This tiny mountaintop kingdom has one of the largest Passover Seders in the world, with more than 2,000 guests. But getting the Passover goods onto the table is usually an ordeal with all the elements of a hi-suspense drama and breathless, 11th hour resolution.
This year too, Chabad Rabbi Chezy and Chani Lifschitz waited with bated breath for the container carrying tons of matzah and seder food supplies to arrive. Enroute for a month, the container traveled from Israel to India by ship, and from India to Nepal by land. Last year, the 18-wheeler carrying the cargo overturned, with cases of the precious Passover goods spilling out only days before the holiday. It took several helicopters arranged by Rabbi Lifschitz, to retrieve the cases of food and deliver them in the nick of time. The year before, the container arrived 24 hours before the Seder.
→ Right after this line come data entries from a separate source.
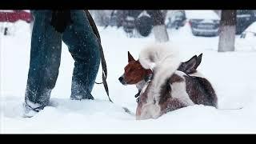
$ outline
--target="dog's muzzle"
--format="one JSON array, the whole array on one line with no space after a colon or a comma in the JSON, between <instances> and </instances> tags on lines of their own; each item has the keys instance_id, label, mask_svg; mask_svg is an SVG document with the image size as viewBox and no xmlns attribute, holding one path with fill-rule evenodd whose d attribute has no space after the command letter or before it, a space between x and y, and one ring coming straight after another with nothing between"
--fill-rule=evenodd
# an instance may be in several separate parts
<instances>
[{"instance_id":1,"label":"dog's muzzle","mask_svg":"<svg viewBox=\"0 0 256 144\"><path fill-rule=\"evenodd\" d=\"M125 81L125 78L123 78L123 76L120 77L118 78L119 82L122 84L122 85L126 85L127 83Z\"/></svg>"}]
</instances>

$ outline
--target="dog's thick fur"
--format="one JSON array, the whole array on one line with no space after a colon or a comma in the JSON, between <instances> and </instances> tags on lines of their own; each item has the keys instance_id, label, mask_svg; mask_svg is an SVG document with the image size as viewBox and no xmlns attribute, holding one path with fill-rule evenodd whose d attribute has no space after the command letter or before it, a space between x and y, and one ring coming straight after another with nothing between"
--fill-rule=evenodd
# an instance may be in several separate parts
<instances>
[{"instance_id":1,"label":"dog's thick fur","mask_svg":"<svg viewBox=\"0 0 256 144\"><path fill-rule=\"evenodd\" d=\"M139 62L145 69L153 69L154 76L140 93L137 119L157 118L168 111L194 104L217 107L211 84L196 70L202 54L182 63L173 48L158 44L142 50Z\"/></svg>"},{"instance_id":2,"label":"dog's thick fur","mask_svg":"<svg viewBox=\"0 0 256 144\"><path fill-rule=\"evenodd\" d=\"M144 69L151 69L154 73L152 86L148 93L152 102L159 102L162 86L181 65L178 49L168 43L156 43L147 46L140 52L139 62Z\"/></svg>"}]
</instances>

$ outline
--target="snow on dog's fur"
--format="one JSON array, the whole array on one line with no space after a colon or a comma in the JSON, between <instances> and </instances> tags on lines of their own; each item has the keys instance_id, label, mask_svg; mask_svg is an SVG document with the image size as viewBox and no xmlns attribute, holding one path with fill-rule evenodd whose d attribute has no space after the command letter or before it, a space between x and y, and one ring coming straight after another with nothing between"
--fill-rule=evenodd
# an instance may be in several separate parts
<instances>
[{"instance_id":1,"label":"snow on dog's fur","mask_svg":"<svg viewBox=\"0 0 256 144\"><path fill-rule=\"evenodd\" d=\"M169 43L155 43L140 52L139 62L144 69L151 69L154 73L151 89L148 93L149 103L159 102L161 86L180 66L178 49ZM155 109L155 111L158 110L158 107Z\"/></svg>"}]
</instances>

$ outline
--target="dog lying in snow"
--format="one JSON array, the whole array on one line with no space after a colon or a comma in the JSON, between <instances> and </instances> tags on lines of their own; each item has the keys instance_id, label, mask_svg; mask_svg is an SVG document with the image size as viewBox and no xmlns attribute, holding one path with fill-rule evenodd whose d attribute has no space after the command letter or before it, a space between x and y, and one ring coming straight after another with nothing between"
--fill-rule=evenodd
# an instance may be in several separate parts
<instances>
[{"instance_id":1,"label":"dog lying in snow","mask_svg":"<svg viewBox=\"0 0 256 144\"><path fill-rule=\"evenodd\" d=\"M172 48L166 44L150 46L141 51L138 61L128 52L129 63L119 81L138 89L137 119L157 118L194 104L217 107L214 90L196 70L202 54L180 62Z\"/></svg>"}]
</instances>

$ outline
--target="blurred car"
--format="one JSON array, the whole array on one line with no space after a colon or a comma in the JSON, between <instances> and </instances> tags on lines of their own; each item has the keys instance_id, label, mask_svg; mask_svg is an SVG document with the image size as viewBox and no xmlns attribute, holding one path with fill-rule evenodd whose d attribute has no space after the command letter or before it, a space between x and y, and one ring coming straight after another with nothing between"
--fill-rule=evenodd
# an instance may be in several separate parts
<instances>
[{"instance_id":1,"label":"blurred car","mask_svg":"<svg viewBox=\"0 0 256 144\"><path fill-rule=\"evenodd\" d=\"M237 10L236 34L241 34L250 24L256 21L254 10Z\"/></svg>"},{"instance_id":2,"label":"blurred car","mask_svg":"<svg viewBox=\"0 0 256 144\"><path fill-rule=\"evenodd\" d=\"M256 22L250 25L246 30L244 30L241 36L241 38L256 38Z\"/></svg>"},{"instance_id":3,"label":"blurred car","mask_svg":"<svg viewBox=\"0 0 256 144\"><path fill-rule=\"evenodd\" d=\"M186 10L186 16L195 36L217 36L220 18L213 10Z\"/></svg>"},{"instance_id":4,"label":"blurred car","mask_svg":"<svg viewBox=\"0 0 256 144\"><path fill-rule=\"evenodd\" d=\"M185 25L185 10L169 10L166 14L166 25L167 28L178 29Z\"/></svg>"},{"instance_id":5,"label":"blurred car","mask_svg":"<svg viewBox=\"0 0 256 144\"><path fill-rule=\"evenodd\" d=\"M0 10L0 22L15 22L18 20L30 23L33 16L29 10Z\"/></svg>"}]
</instances>

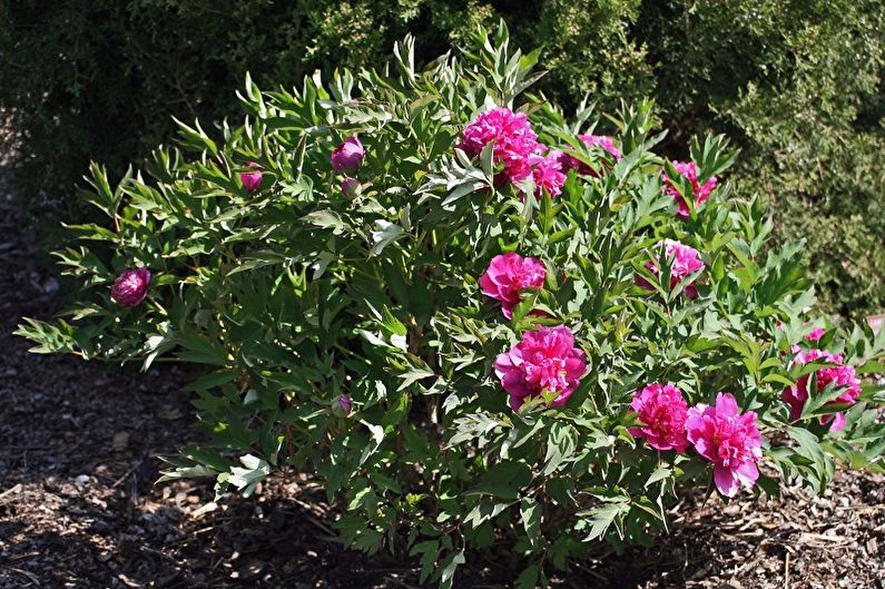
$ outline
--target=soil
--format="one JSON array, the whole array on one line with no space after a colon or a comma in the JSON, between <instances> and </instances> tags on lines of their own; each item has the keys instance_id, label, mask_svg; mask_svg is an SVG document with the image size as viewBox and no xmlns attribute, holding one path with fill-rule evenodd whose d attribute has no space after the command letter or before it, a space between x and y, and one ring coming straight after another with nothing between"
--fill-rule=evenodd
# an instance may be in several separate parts
<instances>
[{"instance_id":1,"label":"soil","mask_svg":"<svg viewBox=\"0 0 885 589\"><path fill-rule=\"evenodd\" d=\"M420 586L414 562L342 547L335 508L304 478L217 505L209 482L155 484L157 455L199 440L187 370L28 353L11 332L21 316L51 316L59 288L20 226L0 197L0 588ZM844 472L823 497L689 498L656 548L600 546L553 586L885 589L883 482ZM456 586L511 587L513 573L489 563Z\"/></svg>"}]
</instances>

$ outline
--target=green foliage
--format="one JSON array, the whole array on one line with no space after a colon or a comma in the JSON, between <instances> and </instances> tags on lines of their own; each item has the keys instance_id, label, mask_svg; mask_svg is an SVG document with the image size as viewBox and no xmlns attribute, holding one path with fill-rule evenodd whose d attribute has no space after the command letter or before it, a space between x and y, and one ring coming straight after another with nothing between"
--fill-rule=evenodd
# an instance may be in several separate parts
<instances>
[{"instance_id":1,"label":"green foliage","mask_svg":"<svg viewBox=\"0 0 885 589\"><path fill-rule=\"evenodd\" d=\"M70 227L88 247L59 253L81 286L72 318L19 333L39 352L205 365L190 389L210 443L169 458L166 480L214 477L219 495L248 494L272 472L313 472L346 510L347 542L414 557L422 582L442 587L492 546L522 557L519 587L545 585L549 567L600 539L650 542L680 493L710 484L697 454L656 452L628 432L645 383L672 382L690 403L732 392L758 413L765 463L783 481L822 490L837 462L883 471L882 391L866 389L840 432L819 420L832 389L813 386L789 421L780 392L809 370L783 354L814 304L802 245L769 247L760 200L729 184L676 217L651 102L568 122L543 94L520 94L538 53L510 51L503 28L424 70L413 50L407 39L384 72L317 73L297 89L247 79L243 125L180 125L174 148L116 188L92 166L88 199L106 219ZM455 149L491 105L530 114L543 141L600 176L571 171L557 199L496 183L490 148L472 160ZM576 141L594 125L610 126L622 159ZM354 134L364 186L348 198L330 154ZM701 177L734 161L721 137L690 151ZM238 180L248 161L264 174L254 194ZM697 298L681 295L685 281L670 287L665 238L701 253ZM504 321L478 278L514 251L555 272ZM155 278L141 306L122 310L108 286L132 266ZM538 323L568 325L589 370L563 408L512 411L492 363ZM823 342L856 365L885 353L868 327ZM340 395L352 414L332 411Z\"/></svg>"},{"instance_id":2,"label":"green foliage","mask_svg":"<svg viewBox=\"0 0 885 589\"><path fill-rule=\"evenodd\" d=\"M424 63L504 18L541 46L541 87L606 111L653 97L685 157L725 132L744 153L735 181L768 199L780 243L806 238L824 308L885 306L885 12L878 0L410 0L207 3L0 1L0 107L19 131L16 179L45 218L82 215L71 187L90 159L117 178L180 120L236 114L229 88L316 68L374 66L416 35ZM9 140L8 140L9 143ZM816 230L809 230L815 227ZM837 227L837 229L836 229Z\"/></svg>"}]
</instances>

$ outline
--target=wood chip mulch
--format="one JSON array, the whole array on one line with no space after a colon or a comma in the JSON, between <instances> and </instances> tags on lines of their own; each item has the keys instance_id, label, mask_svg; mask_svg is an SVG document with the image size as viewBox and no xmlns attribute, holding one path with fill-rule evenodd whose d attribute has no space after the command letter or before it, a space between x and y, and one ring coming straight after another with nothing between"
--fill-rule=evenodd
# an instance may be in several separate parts
<instances>
[{"instance_id":1,"label":"wood chip mulch","mask_svg":"<svg viewBox=\"0 0 885 589\"><path fill-rule=\"evenodd\" d=\"M297 475L218 505L207 482L155 485L156 455L200 439L187 370L29 354L11 332L51 316L59 288L18 227L0 196L0 588L419 587L414 562L340 546L335 509ZM823 497L689 498L656 548L600 547L553 585L885 589L884 482L845 472ZM489 563L456 585L511 587L513 573Z\"/></svg>"}]
</instances>

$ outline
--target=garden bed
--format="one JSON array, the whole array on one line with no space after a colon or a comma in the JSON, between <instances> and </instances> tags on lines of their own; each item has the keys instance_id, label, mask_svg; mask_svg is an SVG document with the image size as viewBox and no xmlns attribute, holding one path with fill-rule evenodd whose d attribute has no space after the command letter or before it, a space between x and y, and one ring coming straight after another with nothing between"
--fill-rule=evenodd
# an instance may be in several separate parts
<instances>
[{"instance_id":1,"label":"garden bed","mask_svg":"<svg viewBox=\"0 0 885 589\"><path fill-rule=\"evenodd\" d=\"M274 479L212 509L209 482L155 485L157 454L198 441L187 371L147 374L40 356L11 334L48 318L58 284L0 202L0 587L416 587L417 568L344 549L319 488ZM885 480L839 474L824 497L789 489L754 504L692 498L671 536L558 573L560 587L883 588ZM208 505L208 507L207 507ZM508 587L504 558L459 573L461 587Z\"/></svg>"}]
</instances>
The ongoing clashes between the Nepali army and Maoist rebels fighting to topple the country’s monarchy, makes travel through this terrain dangerous and unpredictable. Last week, rebels closed down roads, delaying the container among numerous other vehicles for more than a week. With information that the Nepali military planned to close down entry to the city by all motor vehicles next week, the anticipation and anxiety levels rose with every hour of further delay. It seemed then quite the Passover miracle that made it possible for the container to make its way in a sliver of time, between rebel blockades and military curfews, to its destination.
Never was unloading a container a more joyous event.
Mountain trekkers aware of the scheduled road closures have adjusted their plans to ensure that they will be in the city for the Seders–by now a “rite of passage” for Israeli backpackers. Current numbers registered for the Seder in Kathmandu suggest a record-breaking Passover this year.